Mit jedem Schnitt, der tiefer geht, spritzt mehr Blut hervor, und mein Magen verkrampft sich vor Ekel und Panik. Als er seinen Kopf minimal in meine Richtung dreht, schließe ich die Augen aus purer Angst, dass er meine Anwesenheit spüren könnte. Die Stille wird von dem geräuschvollen Schmatzen und dem tropfenden Blut untermalt, ein verstörendes Konzert des Schreckens, das in meine Seele eindringt und mich erstarren lässt. Die Vorstellung, dass er mich entdecken könnte, lässt mich erstarren, als ob ich ein Opfer in seiner düsteren Inszenierung wäre, unfähig, mich zu bewegen oder zu atmen.

Ich wage es, ihn wieder anzusehen. Er scheint die Kugel so positioniert zu haben, dass er nun mit dem kleinen Löffel vorgehen kann. Mit geschickten Bewegungen nimmt er die Kugel und wirft sie zusammen mit dem Löffel in eine Schüssel. Der nasse, heiße Lappen drückt er auf die blutende Wunde, säubert die Umgebung und öffnet anschließend erneut den Erste-Hilfe-Koffer.

“Was für eine Scheiße ist das denn?“, entfährt es ihm, als er feststellt, dass der Koffer außer selbstgemachten Keksen nichts Brauchbares enthält. Mein Vater hat vergessen, mir einen ordentlichen Erste-Hilfe-Koffer zu besorgen. Verblüfft starrt er auf die Kekse, als wäre er selbst nicht sicher, was er mit ihnen anfangen soll. Sein Kopf gleitet erneut langsam in meine Richtung. Mit den Händen, die immer noch fest an meinen Lippen haften, schließe ich die Augen. Ein dumpfes Geräusch lässt mich aufschrecken, und als ich sie wieder öffne, sehe ich, dass er den Koffer auf den Tisch geworfen hat und sich zur Kommode neben der Küche bewegt.

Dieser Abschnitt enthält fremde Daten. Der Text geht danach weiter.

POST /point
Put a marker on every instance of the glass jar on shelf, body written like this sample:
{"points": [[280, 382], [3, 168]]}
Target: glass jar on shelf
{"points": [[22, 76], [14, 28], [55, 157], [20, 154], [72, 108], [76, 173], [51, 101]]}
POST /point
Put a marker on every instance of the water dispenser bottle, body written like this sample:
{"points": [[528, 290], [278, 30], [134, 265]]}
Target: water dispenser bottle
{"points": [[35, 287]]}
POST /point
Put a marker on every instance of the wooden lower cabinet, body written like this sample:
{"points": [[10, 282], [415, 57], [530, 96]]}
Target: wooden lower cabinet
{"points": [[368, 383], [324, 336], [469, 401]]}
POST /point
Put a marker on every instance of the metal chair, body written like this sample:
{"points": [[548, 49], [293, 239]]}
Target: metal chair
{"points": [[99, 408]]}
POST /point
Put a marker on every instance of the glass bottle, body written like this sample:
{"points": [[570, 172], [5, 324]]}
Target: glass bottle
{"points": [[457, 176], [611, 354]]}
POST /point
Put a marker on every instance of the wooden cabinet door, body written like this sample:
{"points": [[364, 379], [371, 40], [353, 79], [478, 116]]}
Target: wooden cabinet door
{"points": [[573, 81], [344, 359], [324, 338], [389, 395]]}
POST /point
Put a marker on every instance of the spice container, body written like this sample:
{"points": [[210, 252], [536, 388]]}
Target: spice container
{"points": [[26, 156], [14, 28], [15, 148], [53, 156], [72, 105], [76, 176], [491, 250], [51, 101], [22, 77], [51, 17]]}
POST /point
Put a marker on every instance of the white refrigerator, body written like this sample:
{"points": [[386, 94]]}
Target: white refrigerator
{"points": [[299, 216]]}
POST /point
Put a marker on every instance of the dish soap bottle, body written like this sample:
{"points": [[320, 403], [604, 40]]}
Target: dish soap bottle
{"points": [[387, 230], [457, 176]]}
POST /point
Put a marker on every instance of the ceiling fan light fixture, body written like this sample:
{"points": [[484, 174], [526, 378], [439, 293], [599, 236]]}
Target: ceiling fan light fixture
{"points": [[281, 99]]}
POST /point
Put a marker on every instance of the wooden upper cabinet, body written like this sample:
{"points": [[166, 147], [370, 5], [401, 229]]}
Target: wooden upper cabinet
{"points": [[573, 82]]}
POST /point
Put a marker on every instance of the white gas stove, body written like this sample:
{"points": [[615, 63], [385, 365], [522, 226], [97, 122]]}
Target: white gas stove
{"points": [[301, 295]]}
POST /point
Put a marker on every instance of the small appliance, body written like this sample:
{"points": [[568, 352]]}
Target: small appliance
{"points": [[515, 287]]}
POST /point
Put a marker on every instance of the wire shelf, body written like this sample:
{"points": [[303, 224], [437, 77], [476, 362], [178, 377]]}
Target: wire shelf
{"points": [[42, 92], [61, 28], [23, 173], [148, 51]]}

Die Hand drückt er an die blutende Stelle, er durchwühlt die Schubladen, doch findet nicht, wonach er sucht. Langsam nähert er sich mir. Meine Augen schließen sich, mein Herz hämmert gegen meine Brust. Ein Schatten fällt auf mein Gesicht, und ich öffne sie wieder. Der maskierte Mann steht vor mir, seine Beine sind deutlich erkennbar. Langsam geht er in die Hocke, eine Hand am Tisch, die andere mit dem blutigen Messer schlaff herabhängend. Er neigt den Kopf zur Seite und betrachtet mich von oben bis unten, selbst mein Tanga entgeht seinem aufmerksamen Blick nicht, da ich meine Beine so weit nach oben gezogen habe, dass er einen unverhüllten Blick auf meinen Körper hat.

Sein Atem klingt wie das Flüstern des Windes in einem verlassenen Friedhof, gefüllt mit den Seufzern der Vergangenheit und den Schrecken der Zukunft. In seiner Gegenwart fühle ich mich wie eine verlorene Seele, gefangen im Netz seiner düsteren Macht, unfähig, mich von seinem bannenden Einfluss zu befreien!